Allí están, intactas.
Todavía me envolvía el suave velo
de la inocencia cuando las había visto por primera vez, y ahora vuelvo a sentir
lo mismo, ese rugido del pasado hablándome desde la piedra.
A mis espaldas vienen cuatro hombres,
uno es mi padre, los otros unos expertos que vienen de Francia. Sé que volverán
a reírse de él, que volverán a decirle que es un farsante y un mentiroso, sus
egocéntricas miradas de sabios no son capaces de soñar, no pueden ver más allá
de la pomposa berborrea memorizada durante años. Sus almas, envueltas en la
soberbia del que se llama “científico” sin serlo, no se abren a la llamada.

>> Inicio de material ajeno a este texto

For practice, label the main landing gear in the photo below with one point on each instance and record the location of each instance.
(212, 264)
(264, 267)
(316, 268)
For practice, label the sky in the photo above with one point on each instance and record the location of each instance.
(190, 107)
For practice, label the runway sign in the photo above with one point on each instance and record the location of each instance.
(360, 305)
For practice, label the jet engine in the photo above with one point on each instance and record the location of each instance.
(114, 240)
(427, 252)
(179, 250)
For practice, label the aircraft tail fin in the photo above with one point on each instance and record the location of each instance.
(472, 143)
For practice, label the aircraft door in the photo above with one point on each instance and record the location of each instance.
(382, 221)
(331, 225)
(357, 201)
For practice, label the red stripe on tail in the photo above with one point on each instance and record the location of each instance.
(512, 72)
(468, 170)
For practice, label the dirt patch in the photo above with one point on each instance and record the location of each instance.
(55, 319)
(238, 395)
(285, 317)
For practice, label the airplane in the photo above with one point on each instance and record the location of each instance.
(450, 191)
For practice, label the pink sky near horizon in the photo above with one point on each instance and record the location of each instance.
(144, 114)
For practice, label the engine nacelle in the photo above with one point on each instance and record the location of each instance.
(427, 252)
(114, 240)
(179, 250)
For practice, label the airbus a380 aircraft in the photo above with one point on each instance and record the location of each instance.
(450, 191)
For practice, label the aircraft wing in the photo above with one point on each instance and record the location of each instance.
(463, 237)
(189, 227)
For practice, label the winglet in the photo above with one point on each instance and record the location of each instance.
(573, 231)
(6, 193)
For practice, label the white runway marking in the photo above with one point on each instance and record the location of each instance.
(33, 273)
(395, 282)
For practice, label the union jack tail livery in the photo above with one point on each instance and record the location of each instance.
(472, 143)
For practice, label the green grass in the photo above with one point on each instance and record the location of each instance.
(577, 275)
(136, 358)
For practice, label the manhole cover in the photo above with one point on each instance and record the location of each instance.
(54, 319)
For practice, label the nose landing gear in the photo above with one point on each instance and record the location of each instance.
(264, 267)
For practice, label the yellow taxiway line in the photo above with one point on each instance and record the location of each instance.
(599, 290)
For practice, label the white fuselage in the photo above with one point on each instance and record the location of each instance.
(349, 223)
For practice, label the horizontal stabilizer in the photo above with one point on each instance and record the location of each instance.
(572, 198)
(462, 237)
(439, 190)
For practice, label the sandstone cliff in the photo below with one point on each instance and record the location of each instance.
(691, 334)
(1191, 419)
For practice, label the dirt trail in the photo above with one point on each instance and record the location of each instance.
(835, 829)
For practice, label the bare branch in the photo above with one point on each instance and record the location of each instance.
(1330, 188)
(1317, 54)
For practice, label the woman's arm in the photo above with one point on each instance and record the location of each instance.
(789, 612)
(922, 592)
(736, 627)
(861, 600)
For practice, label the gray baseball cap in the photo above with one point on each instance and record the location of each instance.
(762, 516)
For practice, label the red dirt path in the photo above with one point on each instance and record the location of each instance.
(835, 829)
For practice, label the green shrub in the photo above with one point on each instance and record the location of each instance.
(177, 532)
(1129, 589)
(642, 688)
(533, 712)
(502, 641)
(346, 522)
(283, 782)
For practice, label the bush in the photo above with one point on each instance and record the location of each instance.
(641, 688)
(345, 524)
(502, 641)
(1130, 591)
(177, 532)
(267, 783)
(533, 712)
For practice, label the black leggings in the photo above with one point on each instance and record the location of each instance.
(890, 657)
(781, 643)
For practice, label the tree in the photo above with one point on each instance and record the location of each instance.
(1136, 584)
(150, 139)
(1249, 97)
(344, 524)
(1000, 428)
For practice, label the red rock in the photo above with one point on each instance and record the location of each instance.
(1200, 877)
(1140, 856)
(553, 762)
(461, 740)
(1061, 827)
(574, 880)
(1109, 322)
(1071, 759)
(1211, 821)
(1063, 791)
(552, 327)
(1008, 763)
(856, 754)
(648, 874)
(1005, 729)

Ocurre lo que ya sabía y veo como
mi padre se hunde más, a través de la luz sus ojos se van envolviendo el una
opacidad plagada de tristeza mientras la charlatanería con acento dulzón se va
endureciendo.
Doy la espalda, creo que ni mi
presencia, lo único que parece que le queda a mi padre, le va a consolar y allí
me encuentro con ellas nuevamente.
Me acerco a la piedra y a la luz
de la linterna las figuras cobran vida. De repente explota una manada de rudos
bisontes y siento como patean con furia las paredes de la caverna levantando
mareas de tierra a sus espaldas, el atronador rugido de las panteras adentrándose
en la penumbra entre las sombras manos ancestrales alzándose en el tiempo en la
búsqueda de una eternidad.
Mi padre me hace un gesto para
que regrese, las sombras ya comienzan a devorar la silueta de los franceses en
su camino de retorno al aire libre. Veo como mi padre se levanta y los sigue
cabizbajo, ojeroso. Su salud se quiebra con cada rechazo y a cada segundo
parece envejecer cien años.
Siento como la sangre se seca
alrededor de mi boca, en mis manos el rojo da paso a un ocre envejecido como el
de aquellas paredes, alzo por última vez la vista para contemplar nuevamente
aquellas manos de unos hombre que vivieron hace miles de años, y a pesar del
tiempo siento como su alma me pide acercarme y rozar mis manos con las suyas,
mi sangre con la suya para descubrir que existe un vínculo entre nosotros más
allá de todo.
Me adentro de nuevo en la
oscuridad dejando aquel mundo atrás, esperando a que otros hombres puedan
volver a soñarlo.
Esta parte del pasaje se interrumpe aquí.